ECLI:NL:RBOVE:2015:5823
Rechtbank Overijssel
- Beschikking
- Rechtspraak.nl
Ontbinding van de arbeidsovereenkomst wegens verstoorde arbeidsverhouding
In deze zaak heeft de kantonrechter van de Rechtbank Overijssel op 30 september 2015 uitspraak gedaan in een verzoekschrift tot ontbinding van de arbeidsovereenkomst tussen de stichting Keender, hierna te noemen werkgever, en een werknemer. De werkgever heeft op 24 september 2015 een verzoek ingediend om de arbeidsovereenkomst te ontbinden, onderbouwd met de stelling dat er sprake is van een verstoorde arbeidsverhouding en dat herplaatsing van de werknemer niet meer mogelijk is. De werknemer heeft een verweerschrift ingediend, maar beide partijen hebben afgezien van de mogelijkheid om te worden gehoord.

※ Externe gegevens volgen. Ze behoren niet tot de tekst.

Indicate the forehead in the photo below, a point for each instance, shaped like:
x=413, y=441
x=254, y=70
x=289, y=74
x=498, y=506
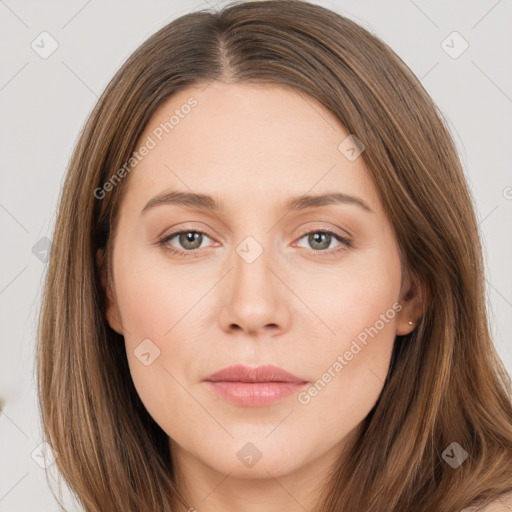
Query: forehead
x=246, y=139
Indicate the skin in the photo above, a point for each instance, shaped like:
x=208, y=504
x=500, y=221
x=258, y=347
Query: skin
x=252, y=147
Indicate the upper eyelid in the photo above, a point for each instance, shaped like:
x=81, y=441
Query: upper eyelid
x=303, y=232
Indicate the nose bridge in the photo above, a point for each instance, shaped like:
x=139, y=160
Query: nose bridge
x=254, y=297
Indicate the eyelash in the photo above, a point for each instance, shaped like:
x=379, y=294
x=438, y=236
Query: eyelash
x=345, y=243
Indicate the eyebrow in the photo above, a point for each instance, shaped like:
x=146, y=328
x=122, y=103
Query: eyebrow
x=206, y=202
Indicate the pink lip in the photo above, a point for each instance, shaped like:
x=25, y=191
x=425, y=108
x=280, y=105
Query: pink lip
x=254, y=387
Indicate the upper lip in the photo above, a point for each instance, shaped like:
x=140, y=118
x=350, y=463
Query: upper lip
x=241, y=373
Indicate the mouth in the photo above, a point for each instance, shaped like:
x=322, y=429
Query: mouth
x=253, y=387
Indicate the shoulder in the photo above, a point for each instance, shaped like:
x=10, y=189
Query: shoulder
x=501, y=504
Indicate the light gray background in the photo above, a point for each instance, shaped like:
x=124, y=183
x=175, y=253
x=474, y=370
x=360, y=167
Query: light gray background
x=44, y=103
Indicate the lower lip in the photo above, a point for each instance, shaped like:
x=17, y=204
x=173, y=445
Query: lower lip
x=254, y=394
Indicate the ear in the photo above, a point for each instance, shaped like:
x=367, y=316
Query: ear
x=413, y=299
x=112, y=313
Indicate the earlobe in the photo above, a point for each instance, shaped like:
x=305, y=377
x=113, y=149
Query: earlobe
x=112, y=311
x=413, y=305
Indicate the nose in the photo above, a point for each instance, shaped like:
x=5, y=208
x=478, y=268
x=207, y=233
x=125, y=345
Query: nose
x=254, y=298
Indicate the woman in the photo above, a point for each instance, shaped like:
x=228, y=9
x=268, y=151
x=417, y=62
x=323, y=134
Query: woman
x=266, y=287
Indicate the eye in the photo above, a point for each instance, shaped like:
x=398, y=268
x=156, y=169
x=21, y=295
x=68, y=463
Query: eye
x=188, y=240
x=320, y=241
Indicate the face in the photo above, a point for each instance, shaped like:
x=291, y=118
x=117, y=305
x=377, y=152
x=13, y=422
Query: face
x=313, y=288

De kantonrechter heeft vastgesteld dat de werknemer erkent dat de arbeidsverhouding verstoord is en dat van de werkgever in redelijkheid niet kan worden gevergd dat de arbeidsovereenkomst voortduurt. Beide partijen zijn het erover eens dat herplaatsing niet meer mogelijk is. De kantonrechter oordeelt dat er sprake is van een redelijke grond voor ontbinding van de arbeidsovereenkomst, zoals bedoeld in artikel 7:671b lid 1, onderdeel a, van het Burgerlijk Wetboek (BW), in verbinding met artikel 7:669 lid 3, onderdeel h, BW.
De kantonrechter heeft de arbeidsovereenkomst ontbonden met ingang van 1 januari 2016, waarbij partijen zijn overeengekomen dat er een opzegtermijn van drie maanden geldt. Tevens heeft de kantonrechter bepaald dat iedere partij de eigen proceskosten draagt. De beschikking is uitvoerbaar bij voorraad verklaard en is gegeven door mr. E.W. de Groot, kantonrechter, in het openbaar uitgesproken op de datum van de beschikking.